NPC proliferation during the early to middle phases of neuronogenesis leads to tangential expansion of the VZ, which increases the number of ontogenic columns according to the radial unit hypothesis (Rakic, 1988; Jones and Rakic, 2010). The increased neocortical surface area in the VPA-exposed mice suggests a greater number of ontogenic columns due to augmented NPC proliferation. Contrary to a previous in vitro study, the number of deeper layer neurons was not decreased by VPA exposure in utero in the present study, suggesting that the abnormally increased NPC population was able to produce deeper layer neurons even with the inhibition of NPC differentiation, during the early to middle phases of neuronogenesis (Figs. 2B,D, 3B; Juliandi et al., 2012).

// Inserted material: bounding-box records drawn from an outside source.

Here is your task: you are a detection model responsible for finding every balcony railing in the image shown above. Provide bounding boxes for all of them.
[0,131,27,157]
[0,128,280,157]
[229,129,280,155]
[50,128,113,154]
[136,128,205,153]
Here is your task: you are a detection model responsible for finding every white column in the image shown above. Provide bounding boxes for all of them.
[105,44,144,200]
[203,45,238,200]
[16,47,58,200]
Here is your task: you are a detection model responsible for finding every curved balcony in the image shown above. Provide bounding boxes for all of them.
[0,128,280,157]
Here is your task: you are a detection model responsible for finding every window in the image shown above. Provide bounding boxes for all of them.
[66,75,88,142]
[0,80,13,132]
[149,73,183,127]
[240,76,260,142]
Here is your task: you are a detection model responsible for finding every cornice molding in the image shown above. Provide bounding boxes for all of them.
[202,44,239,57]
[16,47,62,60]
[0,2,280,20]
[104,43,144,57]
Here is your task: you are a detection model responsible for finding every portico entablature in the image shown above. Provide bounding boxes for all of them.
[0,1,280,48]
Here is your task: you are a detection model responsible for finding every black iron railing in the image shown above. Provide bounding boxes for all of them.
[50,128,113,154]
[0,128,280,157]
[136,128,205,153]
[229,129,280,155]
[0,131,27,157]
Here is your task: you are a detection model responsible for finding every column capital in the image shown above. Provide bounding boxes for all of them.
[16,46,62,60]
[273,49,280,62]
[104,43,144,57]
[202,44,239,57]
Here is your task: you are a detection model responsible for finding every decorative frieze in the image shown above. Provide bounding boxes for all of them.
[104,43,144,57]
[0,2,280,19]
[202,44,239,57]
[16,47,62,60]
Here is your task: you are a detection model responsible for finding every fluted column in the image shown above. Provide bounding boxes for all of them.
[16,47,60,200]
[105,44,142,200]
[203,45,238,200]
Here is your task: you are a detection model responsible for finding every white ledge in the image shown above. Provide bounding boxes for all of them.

Some of the NPCs continue to divide after exiting the VZ, giving rise to projection neurons and glial cells (Boulder Committee, 1970; Takahashi et al., 1995b; Miyama et al., 1997; Götz and Huttner, 2005; Bystron et al., 2008; Kowalczyk et al., 2009). Whereas neuronal production from the SPP of the outer SVZ plays an important role in gyrus formation, particularly in primates (Lui et al., 2011; Florio and Huttner, 2014; Dehay et al., 2015), its role in lissencephalic animals is a subject of further investigation (Takahashi et al., 1995b; Mitsuhashi and Takahashi, 2016). In this context, we have shown that VPA exposure in utero did not alter the population size of SPP (determined here as the S-phase marker-positive cells in the SVZ/VZ interface or as the Tbr2-positive BPs) on E16 (Fig. 6F) or on E18 (determined as the S-phase marker-positive cells in the SVZ). Thus, we have concluded that Q alteration of the VZ NPCs is the predominant mechanism of the increase of projection neurons.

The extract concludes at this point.